Но так заведено, все туда ходят, по-другому не бывает. Только инвалиды сидят дома, и порой я даже мечтала стать инвалидом, чтобы не ходить больше в школу: не слышать, как учитель называет мою фамилию, которую я безумно стесняюсь, не слышать запахов физического и химического кабинета, от которых меня мутит, не слышать скучнейшего: «Кто хочет рассказать о положительных (отрицательных) героях в романе…», или: «Кто хочет решить уравнение на доске?» Или: «Сегодня тема: девятнадцатый съезд компартии…» Боже мой, Боже мой, какой несусветной мурой забивают нам головы! Да, порой хотелось стать инвалидом. Я думала: была бы я совсем немая, не ходила бы в школу.

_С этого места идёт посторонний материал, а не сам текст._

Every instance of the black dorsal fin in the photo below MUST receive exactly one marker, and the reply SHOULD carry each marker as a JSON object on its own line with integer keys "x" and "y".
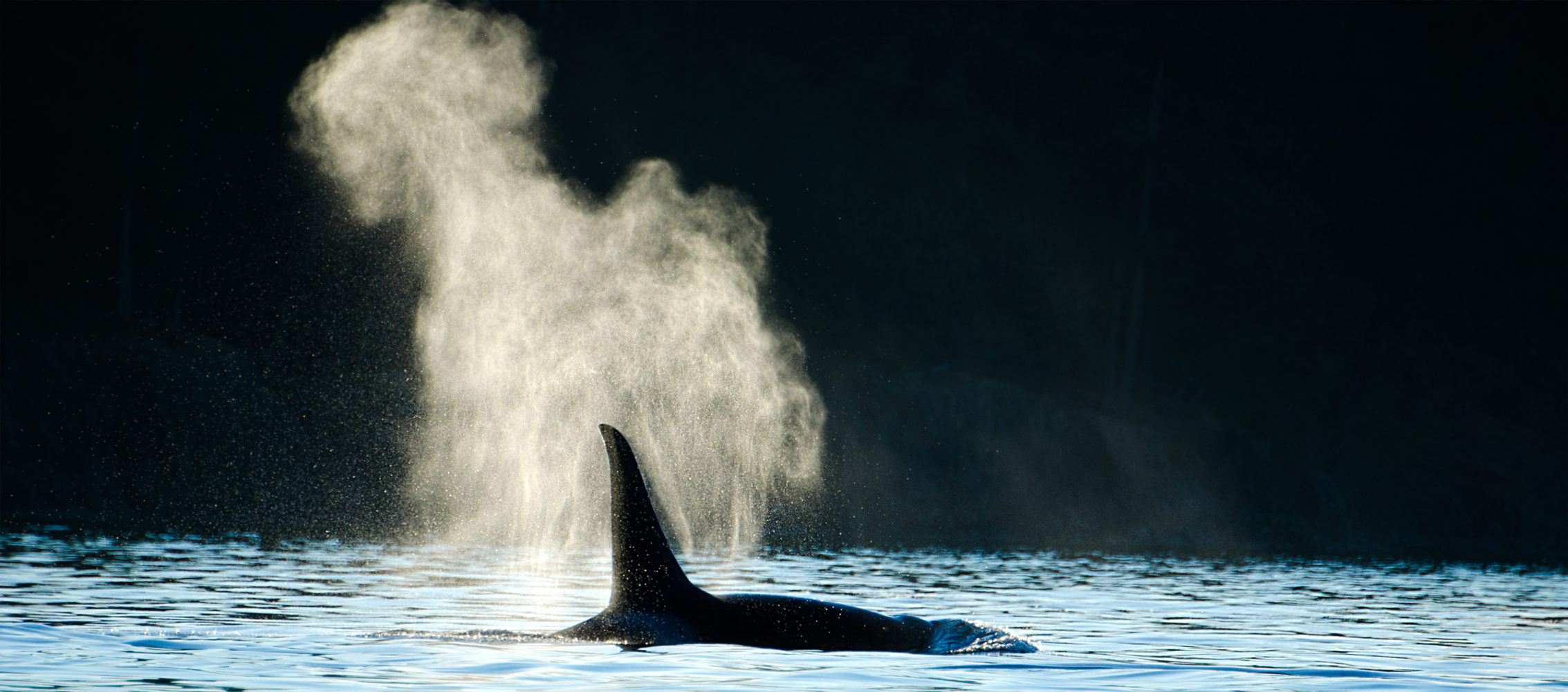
{"x": 647, "y": 575}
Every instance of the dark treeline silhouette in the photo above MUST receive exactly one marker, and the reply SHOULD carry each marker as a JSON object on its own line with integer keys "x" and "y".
{"x": 1089, "y": 277}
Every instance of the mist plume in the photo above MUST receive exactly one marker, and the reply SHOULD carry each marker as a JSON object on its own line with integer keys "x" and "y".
{"x": 546, "y": 313}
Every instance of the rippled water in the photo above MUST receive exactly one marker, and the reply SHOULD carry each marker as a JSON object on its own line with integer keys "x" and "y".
{"x": 232, "y": 614}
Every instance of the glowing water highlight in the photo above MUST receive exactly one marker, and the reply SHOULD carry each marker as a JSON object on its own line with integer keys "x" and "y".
{"x": 546, "y": 313}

Но… но это означало бы сидение дома, а дома – та же рутина и тоска. И если в школе ещё можно укрыться на последней парте у окна, забиться в самый дальний уголок и, пока не вызовут, думать свои мысли и писать стихи, то дома… Дома не спрятаться от всевидящего бабушкиного ока! «Я тебя вижу, как облупленную!» – говорит она мне частенько, и я от этого её заявления впадаю в жесточайшую тоску. Иногда начинаю кричать, или плакать, или, закусив губу, смотрю в потолок и молчу.

«Как партизанка!» – говорят домашние. И это я принимаю, почти как похвалу. Да, если мне удаётся не закричать и не заплакать, я считаю, что я победила. Но после таких побед что-то болит и долго ноет внутри…

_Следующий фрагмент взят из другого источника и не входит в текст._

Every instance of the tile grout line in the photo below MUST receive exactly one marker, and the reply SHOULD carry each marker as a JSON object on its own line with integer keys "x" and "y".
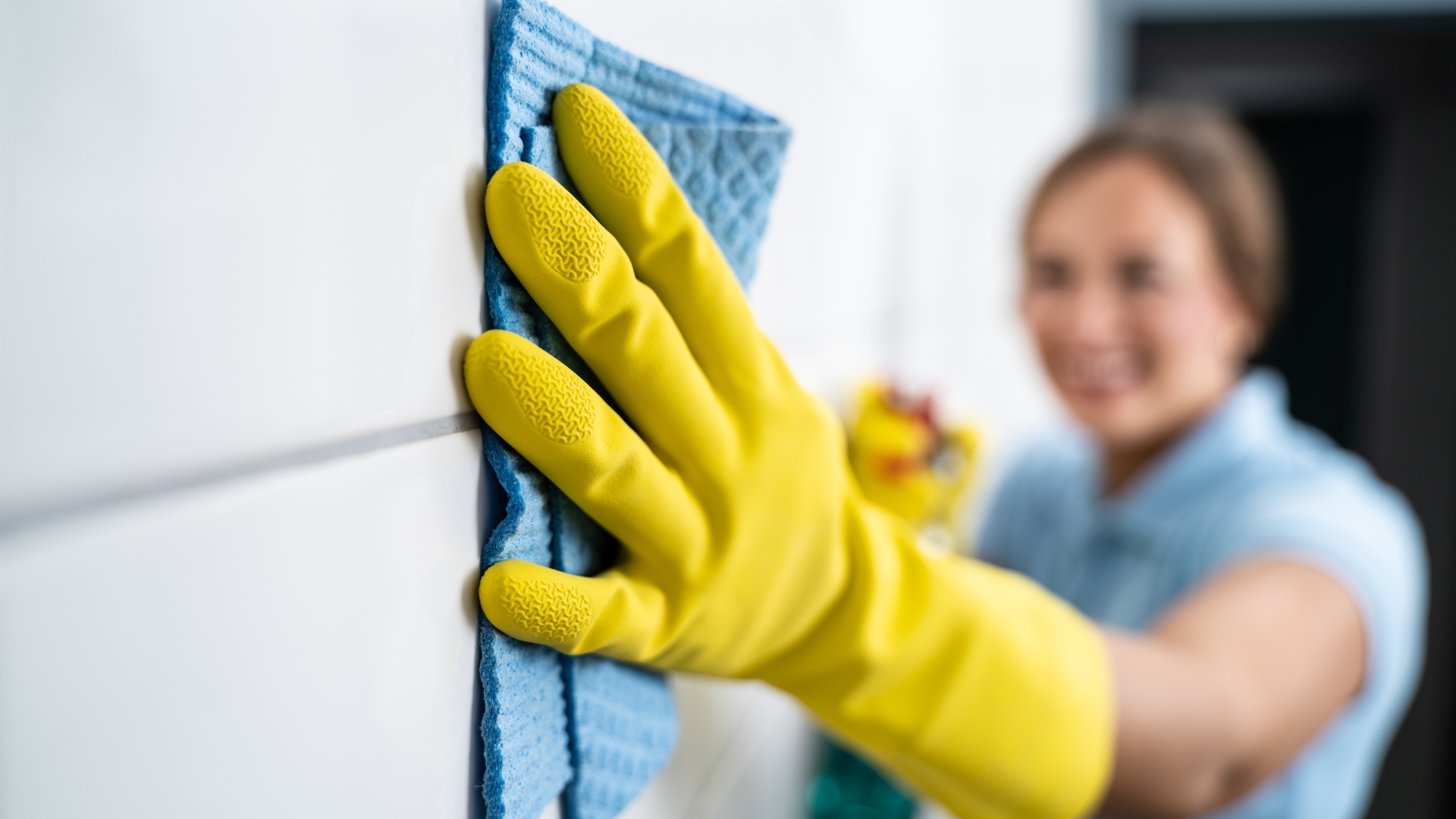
{"x": 24, "y": 518}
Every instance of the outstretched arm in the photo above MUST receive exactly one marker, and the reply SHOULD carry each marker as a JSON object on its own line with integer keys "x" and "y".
{"x": 1229, "y": 686}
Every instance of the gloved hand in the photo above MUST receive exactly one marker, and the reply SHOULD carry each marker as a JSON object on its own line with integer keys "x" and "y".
{"x": 909, "y": 464}
{"x": 747, "y": 547}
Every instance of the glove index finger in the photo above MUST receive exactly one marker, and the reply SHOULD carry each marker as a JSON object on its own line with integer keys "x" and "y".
{"x": 549, "y": 416}
{"x": 631, "y": 191}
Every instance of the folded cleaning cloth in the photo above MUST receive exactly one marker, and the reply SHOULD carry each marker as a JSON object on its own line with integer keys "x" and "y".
{"x": 592, "y": 729}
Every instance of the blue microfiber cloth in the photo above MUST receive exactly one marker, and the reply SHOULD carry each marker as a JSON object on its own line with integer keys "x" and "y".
{"x": 587, "y": 727}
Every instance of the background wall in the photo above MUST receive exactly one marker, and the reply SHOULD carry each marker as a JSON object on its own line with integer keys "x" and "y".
{"x": 239, "y": 259}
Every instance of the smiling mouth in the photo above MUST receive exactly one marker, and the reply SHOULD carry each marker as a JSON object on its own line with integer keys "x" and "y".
{"x": 1100, "y": 375}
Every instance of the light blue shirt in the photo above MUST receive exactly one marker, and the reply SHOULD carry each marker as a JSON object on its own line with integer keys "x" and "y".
{"x": 1248, "y": 482}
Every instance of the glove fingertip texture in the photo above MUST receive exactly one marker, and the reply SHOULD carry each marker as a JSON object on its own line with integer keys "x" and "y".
{"x": 555, "y": 403}
{"x": 625, "y": 161}
{"x": 571, "y": 242}
{"x": 551, "y": 613}
{"x": 590, "y": 729}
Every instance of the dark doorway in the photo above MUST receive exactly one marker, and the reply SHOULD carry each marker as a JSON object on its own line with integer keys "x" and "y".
{"x": 1359, "y": 120}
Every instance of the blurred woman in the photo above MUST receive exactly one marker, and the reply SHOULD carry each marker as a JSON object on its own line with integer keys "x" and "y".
{"x": 1263, "y": 591}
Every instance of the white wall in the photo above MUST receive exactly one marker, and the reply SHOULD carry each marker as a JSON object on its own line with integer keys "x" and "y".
{"x": 239, "y": 257}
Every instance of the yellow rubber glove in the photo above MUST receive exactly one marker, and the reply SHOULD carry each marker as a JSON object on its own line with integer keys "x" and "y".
{"x": 747, "y": 547}
{"x": 912, "y": 465}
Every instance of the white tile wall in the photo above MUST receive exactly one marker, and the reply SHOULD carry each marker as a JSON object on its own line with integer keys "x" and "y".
{"x": 237, "y": 231}
{"x": 302, "y": 645}
{"x": 229, "y": 229}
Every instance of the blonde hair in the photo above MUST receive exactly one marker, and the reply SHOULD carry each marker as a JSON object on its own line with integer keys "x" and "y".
{"x": 1219, "y": 165}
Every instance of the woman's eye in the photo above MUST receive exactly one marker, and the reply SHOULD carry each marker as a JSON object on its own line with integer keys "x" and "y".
{"x": 1052, "y": 275}
{"x": 1138, "y": 275}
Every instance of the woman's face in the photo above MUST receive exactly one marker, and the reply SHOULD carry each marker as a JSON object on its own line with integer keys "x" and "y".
{"x": 1128, "y": 303}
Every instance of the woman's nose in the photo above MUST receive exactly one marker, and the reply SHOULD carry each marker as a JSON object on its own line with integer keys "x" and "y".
{"x": 1094, "y": 314}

Мама говорит не так грубо, но от её слов становится ещё страшнее. Она говорит: «Я тебя вижу насквозь!» – и мне становится зябко, как в рентгеновском кабинете. Да, чувствовать себя в родном доме – как на рентгене – жутковато…

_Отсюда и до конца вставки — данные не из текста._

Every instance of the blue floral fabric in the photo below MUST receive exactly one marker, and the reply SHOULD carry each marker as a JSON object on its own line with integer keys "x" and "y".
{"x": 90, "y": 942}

Одного не могу понять: если они так хорошо видели меня, отчего же они не разглядели того, что было у меня внутри? А внутри было одно-единственное желание: ЛЮБВИ. Я хотела, чтобы меня любили. Хотелось тепла и понимания. Хотелось, чтобы меня принимали – такую, какая я есть: молчаливую и часто угрюмую, мучительно спотыкающуюся на каждом слове. А то и просто молчащую в ответ.

«Ты что, считаешь, что мы к тебе плохо относимся?!» – порой грозно или язвительно (по обстоятельствам) спрашивала меня мама. Я в ответ молчу. «Ты чего молчишь, как на допросе?» – сразу, с пол-оборота, заводится бабушка. Я – молчу. «Да ладно, оставь её, ты же видишь, она уже набычилась, – говорит раздражённо мама. – От такой разве благодарности дождёшься?»